Excellences chers collègues

Notre débat sur le Mali est d’une importance particulière. Nous traitons ici d’une question d’intérêt pour chaque pays africain, pour chaque citoyen africain.

La situation au nord du Mali menace non seulement la sécurité et la stabilité de ce pays, mais aussi celles de l’ensemble de la région et au-delà. Les principes en cause, notamment le respect de l’unité et de l’intégrité territoriale du Mali, sont d’une importance primordiale pour tout le continent. L’Afrique ne peut, ne doit pas croiser les bras lorsque des groupes terroristes et criminels occupent la moitié du territoire d’un État membre, commettent les crimes les plus odieux qui soient contre des civils innocents, et détruisent des monuments qui revêtent une grande signification au regard de l’héritage culturel et de la civilisation du continent.

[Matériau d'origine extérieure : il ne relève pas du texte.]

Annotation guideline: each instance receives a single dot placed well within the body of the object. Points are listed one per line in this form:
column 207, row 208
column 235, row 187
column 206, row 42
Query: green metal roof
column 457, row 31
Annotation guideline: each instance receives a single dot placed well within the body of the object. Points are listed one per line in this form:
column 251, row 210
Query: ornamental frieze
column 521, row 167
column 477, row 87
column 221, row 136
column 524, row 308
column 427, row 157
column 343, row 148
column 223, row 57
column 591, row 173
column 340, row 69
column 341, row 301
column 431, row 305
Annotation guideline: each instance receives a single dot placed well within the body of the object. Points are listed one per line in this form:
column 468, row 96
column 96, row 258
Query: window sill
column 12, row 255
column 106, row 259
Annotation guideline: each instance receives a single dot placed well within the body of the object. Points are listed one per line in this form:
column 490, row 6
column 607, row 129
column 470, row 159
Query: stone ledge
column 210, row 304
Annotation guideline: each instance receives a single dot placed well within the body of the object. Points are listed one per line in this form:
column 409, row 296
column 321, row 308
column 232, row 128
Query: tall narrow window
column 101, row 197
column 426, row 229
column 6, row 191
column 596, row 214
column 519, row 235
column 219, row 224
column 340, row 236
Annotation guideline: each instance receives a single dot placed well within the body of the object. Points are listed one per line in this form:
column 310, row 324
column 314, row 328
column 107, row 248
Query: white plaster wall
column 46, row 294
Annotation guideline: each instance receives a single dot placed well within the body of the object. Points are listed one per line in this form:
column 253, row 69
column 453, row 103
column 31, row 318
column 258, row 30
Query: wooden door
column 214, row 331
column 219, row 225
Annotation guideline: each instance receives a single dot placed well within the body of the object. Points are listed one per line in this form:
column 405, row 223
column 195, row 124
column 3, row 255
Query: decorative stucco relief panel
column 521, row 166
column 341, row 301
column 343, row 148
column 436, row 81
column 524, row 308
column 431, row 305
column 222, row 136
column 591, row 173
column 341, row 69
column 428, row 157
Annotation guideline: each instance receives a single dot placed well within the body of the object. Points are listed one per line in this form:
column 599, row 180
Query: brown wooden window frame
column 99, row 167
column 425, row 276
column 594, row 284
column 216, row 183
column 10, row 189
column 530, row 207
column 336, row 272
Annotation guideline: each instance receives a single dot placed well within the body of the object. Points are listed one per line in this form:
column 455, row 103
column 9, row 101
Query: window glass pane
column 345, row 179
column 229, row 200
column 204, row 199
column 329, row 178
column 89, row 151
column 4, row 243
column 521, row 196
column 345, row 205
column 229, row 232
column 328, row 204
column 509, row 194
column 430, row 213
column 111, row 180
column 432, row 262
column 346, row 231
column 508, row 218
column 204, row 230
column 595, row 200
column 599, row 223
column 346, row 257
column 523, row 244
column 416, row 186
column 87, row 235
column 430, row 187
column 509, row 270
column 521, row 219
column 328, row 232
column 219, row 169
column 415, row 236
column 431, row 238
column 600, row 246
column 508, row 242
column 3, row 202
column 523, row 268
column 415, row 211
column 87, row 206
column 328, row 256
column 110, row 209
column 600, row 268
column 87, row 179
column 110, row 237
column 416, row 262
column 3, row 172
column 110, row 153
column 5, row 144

 Le Mali est l’un des membres fondateurs de l’OUA. Son attachement au panafricanisme est bien connu. En un demi-siècle d’indépendance, cet engagement n’a jamais faibli. Modibo Keita, le Premier Président du Mali, était un des dirigeants africains les plus engagés en faveur de la libération du continent et de la promotion de son unité. Le Président Alpha Omar Konaré, qui a dirigé la Commission de l’UA, est un Africain profondément dévoué aux causes du continent. Je n’ai aucun doute quant à la détermination du Président Dioncounda Traoré à préserver et à renforcer la contribution inestimable du Mali à l’avancement du continent.

 Alors que nous nous apprêtons à célébrer le Jubilée d’Or de l’OUA/UA, nous nous devons d’apporter au Mali notre totale solidarité et un appui sans réserve. La solidarité et l’action collective furent les valeurs qui rendirent possible la libération de l’Afrique du joug du colonialisme et de la domination raciale. Il s’agit là précisément des valeurs dont nous avons aujourd’hui besoin pour faire face aux formidables défis auxquels le Mali est confronté.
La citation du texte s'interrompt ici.